This paper is in review for ICLR 2021: https://openreview.net/forum?id=YicbFdNTTy

Highlights

The transformer architecture, known for its performance on NLP tasks, is applied to image classification
The proposed architecture, “ViT” (Vision Transformer) is shown to perform as well or better than CNNs for image classification on large scale datasets
The usefulness/superiority of the proposed transformer over CNNs only appears when the number of images in the dataset reaches about 100 million
The proposed architecture brings a reduction of FLOPS of a factor of 2 to train, compared to CNNs, for a given performance
The authors have used more than 25,000 TPUv3 * days over their experiments

Methods

Architecture

Images are split into patches (16x16 yields the best results)
The patches are flattened, and become the tokens (or “words”)
The flattened patches are projected using a MLP
Each flattened patch is concatenated with a vector which represents the position of the patch. A positional embedding is learned, which maps a one-dimensional patch index to a vector representation.
Note that this allows the very first layer to attend to any part of the image, in comparison with CNNs for which the receptive field develops over many layers.
The first token is a dummy, and is only there because the feature vector of the image will appear at that position at the last layer of the network.

Experiment design

The models are pre-trained on either ImageNet (1k classes, 1.3M images), ImageNet-21k (21k classes, 14M images) or JFT (18k classes, 303M images).
The models are then fined-tuned on one of the datasets listed in the “Benchmarking datasets” section below.
Sometimes, the model is not fine tuned, but is evaluated in a few-shot regime. This is not well described in the paper: “Few-shot accuracies are obtained by solving a regularized linear regression problem that maps the (frozen) representation of a subset of training images to \(\{−1,1\}^K\) target vectors. Though we mainly focus on fine-tuning performance, we sometimes use linear few-shot accuracies for fast on-the-fly evaluation where fine-tuning would be too costly.”
They also have tried self-supervised pre-training, in which the model predicts masked patches. This is given little importance, and the results are “only” promising, so I will not write about this further.

Benchmarking datasets

The experiments have been run on a number of datasets of image classification:

ImageNet
ImageNet ReaL (“Reassessed Labels”, from Beyer et al. 2020) Code
CIFAR10/100
Oxford Pets, Oxford Flowers
VTAB (Zhai et al., 2019b) (“VTAB evaluates low-data transfer using 1 000 examples to diverse tasks. The tasks are divided into three groups: Natural– tasks like the above, Pets, CIFAR, etc. Specialized– medical and satellite imagery, and Structured– tasks that require geometric understanding like localization.”) Blog post

Results

As seen in the table below, ViT performs slightly better than a very large ResNet, and does so using significantly less FLOPS (for the fine-tuning phase).

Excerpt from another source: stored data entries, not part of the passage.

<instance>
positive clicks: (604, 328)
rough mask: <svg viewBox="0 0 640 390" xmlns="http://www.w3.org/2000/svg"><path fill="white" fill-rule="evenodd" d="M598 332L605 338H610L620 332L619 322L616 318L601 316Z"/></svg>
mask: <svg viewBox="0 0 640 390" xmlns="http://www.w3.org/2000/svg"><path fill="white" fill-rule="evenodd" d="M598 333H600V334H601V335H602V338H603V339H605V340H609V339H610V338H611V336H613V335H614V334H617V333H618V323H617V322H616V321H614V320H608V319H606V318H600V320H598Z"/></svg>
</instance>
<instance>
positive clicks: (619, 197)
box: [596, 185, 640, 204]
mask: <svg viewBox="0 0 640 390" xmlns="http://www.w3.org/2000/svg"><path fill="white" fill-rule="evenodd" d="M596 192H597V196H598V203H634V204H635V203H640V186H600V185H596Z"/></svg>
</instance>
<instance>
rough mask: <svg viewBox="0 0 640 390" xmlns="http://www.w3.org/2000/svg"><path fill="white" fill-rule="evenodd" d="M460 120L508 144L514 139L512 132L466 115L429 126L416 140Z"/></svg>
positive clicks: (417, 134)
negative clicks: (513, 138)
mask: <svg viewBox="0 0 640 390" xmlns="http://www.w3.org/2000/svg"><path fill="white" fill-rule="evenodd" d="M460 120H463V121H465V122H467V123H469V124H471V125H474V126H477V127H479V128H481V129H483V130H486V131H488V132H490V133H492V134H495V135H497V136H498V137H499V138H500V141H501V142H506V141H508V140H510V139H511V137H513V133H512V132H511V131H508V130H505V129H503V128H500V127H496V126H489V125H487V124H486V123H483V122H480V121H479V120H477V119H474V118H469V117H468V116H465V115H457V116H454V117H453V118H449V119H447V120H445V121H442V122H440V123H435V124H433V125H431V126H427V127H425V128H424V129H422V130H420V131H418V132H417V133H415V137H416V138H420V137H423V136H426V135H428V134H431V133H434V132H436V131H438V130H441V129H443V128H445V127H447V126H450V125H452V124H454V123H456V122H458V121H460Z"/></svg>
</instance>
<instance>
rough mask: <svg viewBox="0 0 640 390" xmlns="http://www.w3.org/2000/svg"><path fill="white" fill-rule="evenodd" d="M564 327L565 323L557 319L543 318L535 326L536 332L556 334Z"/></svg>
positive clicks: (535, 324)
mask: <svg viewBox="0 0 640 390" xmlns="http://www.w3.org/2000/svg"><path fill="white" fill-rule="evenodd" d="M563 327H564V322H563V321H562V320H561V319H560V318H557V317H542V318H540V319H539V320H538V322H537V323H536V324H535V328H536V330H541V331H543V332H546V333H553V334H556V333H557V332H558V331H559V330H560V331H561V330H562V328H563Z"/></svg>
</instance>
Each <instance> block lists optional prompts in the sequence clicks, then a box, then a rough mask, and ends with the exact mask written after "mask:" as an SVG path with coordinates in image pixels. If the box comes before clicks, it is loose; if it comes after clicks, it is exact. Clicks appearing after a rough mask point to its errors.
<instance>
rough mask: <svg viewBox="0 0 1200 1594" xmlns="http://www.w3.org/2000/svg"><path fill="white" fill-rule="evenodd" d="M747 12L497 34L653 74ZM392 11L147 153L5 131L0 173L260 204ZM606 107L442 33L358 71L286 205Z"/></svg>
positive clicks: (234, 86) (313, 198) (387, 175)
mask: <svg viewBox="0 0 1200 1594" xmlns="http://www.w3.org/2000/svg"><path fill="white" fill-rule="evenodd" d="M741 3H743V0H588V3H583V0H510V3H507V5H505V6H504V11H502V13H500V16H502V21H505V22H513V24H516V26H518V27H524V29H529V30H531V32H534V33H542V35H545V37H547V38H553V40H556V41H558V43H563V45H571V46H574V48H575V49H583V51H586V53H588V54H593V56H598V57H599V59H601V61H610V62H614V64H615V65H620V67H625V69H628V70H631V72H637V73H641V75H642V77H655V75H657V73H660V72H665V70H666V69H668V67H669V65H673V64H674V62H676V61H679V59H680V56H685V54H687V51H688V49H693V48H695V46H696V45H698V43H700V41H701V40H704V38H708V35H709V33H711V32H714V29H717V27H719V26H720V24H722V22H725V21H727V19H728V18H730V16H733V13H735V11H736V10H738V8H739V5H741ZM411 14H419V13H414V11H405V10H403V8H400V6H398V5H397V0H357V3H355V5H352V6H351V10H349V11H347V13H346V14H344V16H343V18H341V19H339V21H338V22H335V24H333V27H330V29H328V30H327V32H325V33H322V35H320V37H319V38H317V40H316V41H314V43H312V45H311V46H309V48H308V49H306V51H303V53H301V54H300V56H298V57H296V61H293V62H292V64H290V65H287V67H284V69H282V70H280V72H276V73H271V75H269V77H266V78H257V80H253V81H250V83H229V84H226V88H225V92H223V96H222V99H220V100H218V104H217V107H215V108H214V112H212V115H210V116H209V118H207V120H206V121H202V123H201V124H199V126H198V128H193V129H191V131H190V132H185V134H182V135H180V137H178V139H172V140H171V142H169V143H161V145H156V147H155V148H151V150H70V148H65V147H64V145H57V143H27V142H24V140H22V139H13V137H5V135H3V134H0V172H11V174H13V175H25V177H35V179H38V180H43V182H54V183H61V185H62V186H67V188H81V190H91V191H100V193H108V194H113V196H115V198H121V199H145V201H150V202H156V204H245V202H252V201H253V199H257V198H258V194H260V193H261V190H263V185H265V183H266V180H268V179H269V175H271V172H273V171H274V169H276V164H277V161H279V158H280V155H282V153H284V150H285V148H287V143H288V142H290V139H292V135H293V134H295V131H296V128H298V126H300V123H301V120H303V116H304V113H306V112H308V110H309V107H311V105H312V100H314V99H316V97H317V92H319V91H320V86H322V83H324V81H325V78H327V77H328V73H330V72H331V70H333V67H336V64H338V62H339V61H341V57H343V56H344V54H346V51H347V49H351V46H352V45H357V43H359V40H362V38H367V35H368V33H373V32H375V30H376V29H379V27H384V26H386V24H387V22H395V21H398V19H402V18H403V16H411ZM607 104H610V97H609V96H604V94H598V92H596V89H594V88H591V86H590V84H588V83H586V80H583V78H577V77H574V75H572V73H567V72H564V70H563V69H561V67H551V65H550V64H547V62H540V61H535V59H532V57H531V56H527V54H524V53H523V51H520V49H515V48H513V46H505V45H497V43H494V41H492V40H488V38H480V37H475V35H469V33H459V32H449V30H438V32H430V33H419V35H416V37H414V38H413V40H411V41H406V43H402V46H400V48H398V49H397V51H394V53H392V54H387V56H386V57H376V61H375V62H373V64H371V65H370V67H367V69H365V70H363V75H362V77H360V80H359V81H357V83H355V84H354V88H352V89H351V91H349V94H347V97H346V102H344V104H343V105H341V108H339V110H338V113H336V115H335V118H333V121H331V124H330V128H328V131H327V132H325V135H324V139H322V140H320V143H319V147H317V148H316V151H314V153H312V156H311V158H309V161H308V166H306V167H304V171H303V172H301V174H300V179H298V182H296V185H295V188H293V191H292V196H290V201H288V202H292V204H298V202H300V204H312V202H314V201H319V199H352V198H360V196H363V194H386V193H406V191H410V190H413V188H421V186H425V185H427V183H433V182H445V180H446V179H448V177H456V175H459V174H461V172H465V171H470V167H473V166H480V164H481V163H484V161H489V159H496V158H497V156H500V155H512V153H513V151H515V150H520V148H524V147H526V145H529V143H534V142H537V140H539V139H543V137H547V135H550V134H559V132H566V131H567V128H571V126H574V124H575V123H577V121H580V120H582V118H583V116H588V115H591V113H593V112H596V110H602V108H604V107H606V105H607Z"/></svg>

However, the pre-training has to involve a very large number of training samples: when this number exceeds 100 million, ViT starts to shine. Else, the ResNet performs better. See below:

ViT also compares favourably in terms of pre-training FLOPS, as seen below:

The “Hybrid” approach uses CNN feature vectors as tokens; it is not considered very important by the authors.

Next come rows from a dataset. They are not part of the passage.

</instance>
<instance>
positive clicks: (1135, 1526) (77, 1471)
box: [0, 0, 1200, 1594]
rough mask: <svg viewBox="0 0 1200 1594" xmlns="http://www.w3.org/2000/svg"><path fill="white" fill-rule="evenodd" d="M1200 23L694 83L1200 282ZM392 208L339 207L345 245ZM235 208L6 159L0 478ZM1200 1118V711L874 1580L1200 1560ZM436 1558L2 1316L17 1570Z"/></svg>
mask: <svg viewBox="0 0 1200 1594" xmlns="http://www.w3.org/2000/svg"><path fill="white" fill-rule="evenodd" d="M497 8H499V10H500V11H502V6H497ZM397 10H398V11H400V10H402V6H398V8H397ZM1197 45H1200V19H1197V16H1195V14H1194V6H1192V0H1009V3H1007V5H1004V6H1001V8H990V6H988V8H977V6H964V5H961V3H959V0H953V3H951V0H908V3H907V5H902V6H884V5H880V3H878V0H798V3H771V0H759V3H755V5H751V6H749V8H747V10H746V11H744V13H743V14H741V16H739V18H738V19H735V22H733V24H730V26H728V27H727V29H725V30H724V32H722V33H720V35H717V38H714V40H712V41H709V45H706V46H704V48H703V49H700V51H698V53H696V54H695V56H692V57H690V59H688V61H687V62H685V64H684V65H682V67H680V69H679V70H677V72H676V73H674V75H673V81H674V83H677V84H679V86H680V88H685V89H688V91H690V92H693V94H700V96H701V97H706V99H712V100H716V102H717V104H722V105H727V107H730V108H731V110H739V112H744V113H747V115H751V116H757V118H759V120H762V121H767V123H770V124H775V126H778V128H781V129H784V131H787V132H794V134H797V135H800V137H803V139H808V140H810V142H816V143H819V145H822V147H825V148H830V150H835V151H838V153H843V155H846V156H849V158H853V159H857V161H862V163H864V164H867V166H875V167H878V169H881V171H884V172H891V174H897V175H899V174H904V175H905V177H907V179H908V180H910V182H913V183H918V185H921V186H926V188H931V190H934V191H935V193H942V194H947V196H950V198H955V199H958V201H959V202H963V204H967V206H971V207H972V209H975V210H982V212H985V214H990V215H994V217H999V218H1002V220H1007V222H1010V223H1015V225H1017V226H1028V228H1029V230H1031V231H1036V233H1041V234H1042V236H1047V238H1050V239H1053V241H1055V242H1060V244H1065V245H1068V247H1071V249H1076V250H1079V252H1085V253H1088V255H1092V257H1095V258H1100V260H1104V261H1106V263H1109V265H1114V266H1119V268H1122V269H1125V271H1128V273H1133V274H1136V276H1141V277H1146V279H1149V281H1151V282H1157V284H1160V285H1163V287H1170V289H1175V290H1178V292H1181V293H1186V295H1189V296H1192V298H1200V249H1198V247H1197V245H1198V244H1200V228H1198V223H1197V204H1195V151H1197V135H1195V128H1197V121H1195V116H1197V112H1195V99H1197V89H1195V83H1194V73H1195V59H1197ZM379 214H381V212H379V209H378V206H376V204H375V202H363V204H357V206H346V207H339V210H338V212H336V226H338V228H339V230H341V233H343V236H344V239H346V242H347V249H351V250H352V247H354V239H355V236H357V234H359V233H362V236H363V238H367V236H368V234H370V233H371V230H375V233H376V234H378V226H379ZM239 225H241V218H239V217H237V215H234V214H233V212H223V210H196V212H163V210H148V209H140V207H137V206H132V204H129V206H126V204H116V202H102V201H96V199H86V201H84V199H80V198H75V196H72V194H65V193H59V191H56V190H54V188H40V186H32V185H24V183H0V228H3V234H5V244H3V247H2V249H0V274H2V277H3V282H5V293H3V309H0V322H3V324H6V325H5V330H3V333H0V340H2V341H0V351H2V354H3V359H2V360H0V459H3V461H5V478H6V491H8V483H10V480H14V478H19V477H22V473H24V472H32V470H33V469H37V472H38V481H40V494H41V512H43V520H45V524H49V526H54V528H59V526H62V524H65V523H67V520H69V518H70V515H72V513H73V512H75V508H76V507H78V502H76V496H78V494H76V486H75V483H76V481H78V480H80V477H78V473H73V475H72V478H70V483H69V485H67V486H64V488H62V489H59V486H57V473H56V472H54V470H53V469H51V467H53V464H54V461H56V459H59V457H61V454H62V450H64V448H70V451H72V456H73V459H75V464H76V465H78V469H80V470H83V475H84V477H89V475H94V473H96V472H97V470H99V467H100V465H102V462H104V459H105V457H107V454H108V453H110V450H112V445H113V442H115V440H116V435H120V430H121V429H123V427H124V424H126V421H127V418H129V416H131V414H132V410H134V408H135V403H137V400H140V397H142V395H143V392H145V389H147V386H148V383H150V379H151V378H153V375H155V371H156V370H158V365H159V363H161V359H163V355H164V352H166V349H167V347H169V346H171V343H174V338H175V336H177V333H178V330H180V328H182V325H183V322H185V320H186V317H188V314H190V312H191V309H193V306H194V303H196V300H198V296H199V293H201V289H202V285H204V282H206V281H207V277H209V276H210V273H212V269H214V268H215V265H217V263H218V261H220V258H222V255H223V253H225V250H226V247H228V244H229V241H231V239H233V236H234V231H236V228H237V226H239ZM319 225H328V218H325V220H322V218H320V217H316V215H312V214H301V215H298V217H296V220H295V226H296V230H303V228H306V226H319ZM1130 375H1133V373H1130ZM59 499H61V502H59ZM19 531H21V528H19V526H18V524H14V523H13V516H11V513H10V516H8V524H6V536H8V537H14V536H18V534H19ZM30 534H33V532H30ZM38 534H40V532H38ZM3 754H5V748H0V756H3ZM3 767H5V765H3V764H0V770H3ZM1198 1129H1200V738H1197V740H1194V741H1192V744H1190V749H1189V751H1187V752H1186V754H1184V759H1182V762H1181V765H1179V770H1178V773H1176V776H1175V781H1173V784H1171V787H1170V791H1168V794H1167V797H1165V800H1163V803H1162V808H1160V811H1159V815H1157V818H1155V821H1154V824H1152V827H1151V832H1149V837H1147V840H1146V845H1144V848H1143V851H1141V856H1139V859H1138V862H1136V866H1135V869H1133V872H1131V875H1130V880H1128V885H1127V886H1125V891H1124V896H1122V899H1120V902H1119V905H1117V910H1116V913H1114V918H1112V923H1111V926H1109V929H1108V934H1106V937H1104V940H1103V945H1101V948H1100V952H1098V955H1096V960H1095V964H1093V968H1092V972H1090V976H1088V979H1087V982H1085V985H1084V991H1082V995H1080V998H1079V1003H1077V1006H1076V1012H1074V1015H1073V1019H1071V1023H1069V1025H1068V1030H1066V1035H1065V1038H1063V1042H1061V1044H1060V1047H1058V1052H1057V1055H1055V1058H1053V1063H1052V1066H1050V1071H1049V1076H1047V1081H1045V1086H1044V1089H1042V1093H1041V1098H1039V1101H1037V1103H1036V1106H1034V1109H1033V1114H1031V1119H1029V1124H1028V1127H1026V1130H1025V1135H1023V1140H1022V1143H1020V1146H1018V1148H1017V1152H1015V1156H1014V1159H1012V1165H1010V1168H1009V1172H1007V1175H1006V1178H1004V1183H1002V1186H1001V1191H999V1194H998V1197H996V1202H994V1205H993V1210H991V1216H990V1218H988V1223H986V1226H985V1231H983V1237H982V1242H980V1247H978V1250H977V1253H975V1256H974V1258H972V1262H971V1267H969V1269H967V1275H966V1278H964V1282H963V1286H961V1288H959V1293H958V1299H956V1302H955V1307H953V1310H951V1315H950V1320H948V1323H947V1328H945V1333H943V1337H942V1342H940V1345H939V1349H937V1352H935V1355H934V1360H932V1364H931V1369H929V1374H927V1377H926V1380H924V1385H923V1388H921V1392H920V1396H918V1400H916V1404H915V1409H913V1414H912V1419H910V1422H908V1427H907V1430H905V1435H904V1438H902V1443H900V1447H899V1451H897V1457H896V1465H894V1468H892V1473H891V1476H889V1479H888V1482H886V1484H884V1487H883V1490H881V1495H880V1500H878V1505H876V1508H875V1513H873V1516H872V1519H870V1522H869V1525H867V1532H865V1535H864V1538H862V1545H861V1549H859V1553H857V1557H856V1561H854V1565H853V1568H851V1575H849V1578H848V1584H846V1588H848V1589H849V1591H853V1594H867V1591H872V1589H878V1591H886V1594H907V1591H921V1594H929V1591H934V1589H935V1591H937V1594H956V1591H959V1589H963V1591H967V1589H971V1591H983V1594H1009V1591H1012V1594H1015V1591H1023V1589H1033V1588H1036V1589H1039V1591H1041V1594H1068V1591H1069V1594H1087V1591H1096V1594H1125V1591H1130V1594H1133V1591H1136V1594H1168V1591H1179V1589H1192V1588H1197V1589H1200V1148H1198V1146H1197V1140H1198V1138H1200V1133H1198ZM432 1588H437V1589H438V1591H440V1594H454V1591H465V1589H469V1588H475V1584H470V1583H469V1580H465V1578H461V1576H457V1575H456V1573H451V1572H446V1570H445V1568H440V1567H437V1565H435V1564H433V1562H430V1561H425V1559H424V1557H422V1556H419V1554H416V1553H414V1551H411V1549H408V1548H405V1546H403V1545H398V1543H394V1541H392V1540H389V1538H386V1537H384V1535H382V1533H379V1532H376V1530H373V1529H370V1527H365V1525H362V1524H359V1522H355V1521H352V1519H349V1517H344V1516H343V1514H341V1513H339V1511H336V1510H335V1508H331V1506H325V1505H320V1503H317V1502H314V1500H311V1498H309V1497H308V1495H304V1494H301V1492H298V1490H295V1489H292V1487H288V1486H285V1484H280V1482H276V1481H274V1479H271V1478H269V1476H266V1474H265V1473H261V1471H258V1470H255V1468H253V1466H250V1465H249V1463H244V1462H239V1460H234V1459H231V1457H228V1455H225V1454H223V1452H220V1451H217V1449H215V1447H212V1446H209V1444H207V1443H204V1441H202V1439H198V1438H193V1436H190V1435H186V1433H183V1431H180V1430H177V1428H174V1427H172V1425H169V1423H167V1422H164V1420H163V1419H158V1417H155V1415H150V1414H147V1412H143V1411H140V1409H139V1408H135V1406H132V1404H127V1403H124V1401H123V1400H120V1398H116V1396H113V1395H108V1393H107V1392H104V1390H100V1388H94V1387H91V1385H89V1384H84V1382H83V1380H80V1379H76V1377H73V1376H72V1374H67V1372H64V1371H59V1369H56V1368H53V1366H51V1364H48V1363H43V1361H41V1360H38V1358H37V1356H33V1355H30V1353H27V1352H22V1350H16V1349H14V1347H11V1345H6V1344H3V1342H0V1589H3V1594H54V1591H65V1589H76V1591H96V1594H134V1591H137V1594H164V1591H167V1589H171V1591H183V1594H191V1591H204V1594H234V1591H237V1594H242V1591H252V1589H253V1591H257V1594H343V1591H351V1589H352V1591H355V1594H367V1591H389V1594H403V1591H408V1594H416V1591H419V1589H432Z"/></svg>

The figures below serve to inspect the vision transformer architecture:

Conclusions

The Vision Transformer is an architecture that can outperform CNNs given datasets in the 100M-image range. It required less FLOPS to train than the CNNs used in this paper.

Remarks

This video is a good commentary on the paper. It offers this interpretation: the transformer is a general architecture, with less priors than a CNN. It can learn the spatial structure of the problem, and a CNN cannot.